Theater: „Erfolg ist relativ“
Ist es genug? Ist es nur ein Dopamintief oder das Hochstapler-Syndrom? Bin ich erfolgreich? – Nadine Hochstrasser sinniert über Erfolg, Identität und Ehrlichkeit.
Kann mir irgendjemand sagen, wie lange es noch dauert, bis ich nicht mehr das Gefühl habe, am Anfang meiner beruflichen Laufbahn zu stehen? Vor neun Jahren entschied ich mich, beruflich den Weg der Kunst einzuschlagen. Ich absolvierte eine Schauspielausbildung, ohne genau zu wissen, wohin ich eigentlich wollte. Selbst jetzt, wo ich mein gesamtes Einkommen mit Theater verdiene, fühlt sich ein Teil von mir immer noch absolut lächerlich dabei, zu behaupten, ich sei „Schauspielerin“.
Die Vorstellung, mich so vorzustellen, stösst mir auf. Irgendetwas in mir schreit laut: „Who the fuck are you?!“ Deshalb sage ich immer: „Ich bin Theaterschaffende.“ Das trifft meine Realität ohnehin viel besser.

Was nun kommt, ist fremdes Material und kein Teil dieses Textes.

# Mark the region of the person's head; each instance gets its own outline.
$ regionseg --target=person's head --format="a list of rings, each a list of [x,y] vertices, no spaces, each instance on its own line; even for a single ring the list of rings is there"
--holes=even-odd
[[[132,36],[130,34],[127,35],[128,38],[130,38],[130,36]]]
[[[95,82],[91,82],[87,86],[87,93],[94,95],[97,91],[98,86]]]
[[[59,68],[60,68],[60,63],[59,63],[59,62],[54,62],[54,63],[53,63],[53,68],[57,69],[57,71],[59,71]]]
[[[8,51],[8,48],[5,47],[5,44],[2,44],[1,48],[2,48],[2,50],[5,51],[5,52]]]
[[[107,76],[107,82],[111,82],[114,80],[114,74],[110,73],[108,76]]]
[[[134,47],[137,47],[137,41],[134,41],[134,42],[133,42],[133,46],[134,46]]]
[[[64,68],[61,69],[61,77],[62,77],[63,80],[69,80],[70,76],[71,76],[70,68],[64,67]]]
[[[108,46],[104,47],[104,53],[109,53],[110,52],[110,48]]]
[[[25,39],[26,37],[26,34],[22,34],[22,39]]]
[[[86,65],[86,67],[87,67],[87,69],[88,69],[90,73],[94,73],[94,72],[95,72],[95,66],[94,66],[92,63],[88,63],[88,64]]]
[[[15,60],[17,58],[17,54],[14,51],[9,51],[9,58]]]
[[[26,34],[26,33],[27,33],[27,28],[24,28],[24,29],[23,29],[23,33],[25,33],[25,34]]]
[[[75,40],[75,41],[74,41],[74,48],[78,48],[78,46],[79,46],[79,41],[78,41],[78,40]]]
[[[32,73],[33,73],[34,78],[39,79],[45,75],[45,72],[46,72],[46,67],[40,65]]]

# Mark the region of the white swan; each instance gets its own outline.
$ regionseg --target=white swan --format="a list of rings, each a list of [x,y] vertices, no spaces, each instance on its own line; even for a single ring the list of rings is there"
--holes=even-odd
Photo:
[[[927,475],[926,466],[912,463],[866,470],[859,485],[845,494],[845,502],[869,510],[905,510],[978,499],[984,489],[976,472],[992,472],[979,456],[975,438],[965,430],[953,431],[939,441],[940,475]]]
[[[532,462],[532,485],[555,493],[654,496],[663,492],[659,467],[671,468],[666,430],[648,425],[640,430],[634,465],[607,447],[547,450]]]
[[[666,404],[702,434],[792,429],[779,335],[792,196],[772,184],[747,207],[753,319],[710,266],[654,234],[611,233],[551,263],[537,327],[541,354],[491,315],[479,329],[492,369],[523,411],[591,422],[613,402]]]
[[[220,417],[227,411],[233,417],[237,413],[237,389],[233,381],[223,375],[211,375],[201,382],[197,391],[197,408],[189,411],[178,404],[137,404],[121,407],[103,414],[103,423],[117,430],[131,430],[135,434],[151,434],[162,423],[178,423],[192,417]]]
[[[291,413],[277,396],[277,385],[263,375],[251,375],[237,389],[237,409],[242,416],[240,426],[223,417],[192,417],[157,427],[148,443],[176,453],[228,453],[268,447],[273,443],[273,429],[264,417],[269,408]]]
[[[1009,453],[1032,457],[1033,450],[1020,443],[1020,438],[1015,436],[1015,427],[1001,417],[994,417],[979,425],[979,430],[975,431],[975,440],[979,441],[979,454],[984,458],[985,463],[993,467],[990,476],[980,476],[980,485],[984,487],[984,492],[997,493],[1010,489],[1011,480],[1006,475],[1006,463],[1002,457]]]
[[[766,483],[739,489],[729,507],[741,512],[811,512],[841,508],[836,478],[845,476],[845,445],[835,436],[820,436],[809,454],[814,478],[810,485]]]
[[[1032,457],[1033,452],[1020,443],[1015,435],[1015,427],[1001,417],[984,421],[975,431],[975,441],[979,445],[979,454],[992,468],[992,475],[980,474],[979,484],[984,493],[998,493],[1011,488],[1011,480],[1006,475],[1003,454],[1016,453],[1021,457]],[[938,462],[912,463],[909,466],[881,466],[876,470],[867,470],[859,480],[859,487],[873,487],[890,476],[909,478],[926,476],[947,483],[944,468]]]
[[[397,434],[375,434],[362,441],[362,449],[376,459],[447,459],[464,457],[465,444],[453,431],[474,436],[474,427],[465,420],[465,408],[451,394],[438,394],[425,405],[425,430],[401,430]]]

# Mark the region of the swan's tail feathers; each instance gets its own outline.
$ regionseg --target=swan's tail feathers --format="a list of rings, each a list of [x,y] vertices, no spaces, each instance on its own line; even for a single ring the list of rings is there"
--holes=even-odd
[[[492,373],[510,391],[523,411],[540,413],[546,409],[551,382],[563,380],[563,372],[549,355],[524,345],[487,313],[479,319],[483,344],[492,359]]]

Jeder meiner Jobs – und die meisten davon liebe ich – fühlt sich an wie ein Mittel zum Zweck, ein Schritt hin zu einem Ziel, das sich ständig zu verschieben scheint. Gibt es diesen einen Moment, in dem man fühlt, dass man angekommen ist? Oder bleibt die Ziellinie eine Fata Morgana, die sich immer weiter entfernt? Dieser Gedanke: „Wenn ich DAS geschafft habe, dann bin ich einen Schritt weiter.“ Aber dann gehe ich diesen Schritt, und sobald das Erlebnis vorbei ist oder hier ist, stehe ich wieder am Anfang. Immer wieder.
Aus meinem nicht kunstschaffenden Umfeld kommt oft die Frage: „Was machst du denn jetzt gerade?“ Manchmal fühlen sich diese Fragen an, als wäre der Subtext: „Ist der Erfolg nun endlich eingetroffen?“ Aber kommt dieser Druck wirklich von aussen? Oder projiziere ich ihn auf andere? Woher diese Gefühle kommen, kann ich mir in unserer kapitalistischen Dauer-Optimierungs-Erfolgsgesellschaft natürlich schon erklären. Ich möchte weder reich noch berühmt sein – trotzdem nehme ich diesen „Need to be special“ und das Verlangen nach einem extrem aufregenden Leben immer wieder wahr. Ich spüre diesen Hunger und wünschte, ich wäre satt.
Ich nenne das jetzt mal das „Falco-Syndrom“: Er landet Welthits – und zerbricht am Druck, weitere zu liefern. Welthits zu landen ist nicht das, was ich anstrebe, jedoch bringt dieses Beispiel mein Gefühl zum Ausdruck, dass sich unser Streben nach mehr immer verschieben wird – egal wie weit man es gebracht hat. Ist das der Grössenwahn der unsere Welt vergiftet?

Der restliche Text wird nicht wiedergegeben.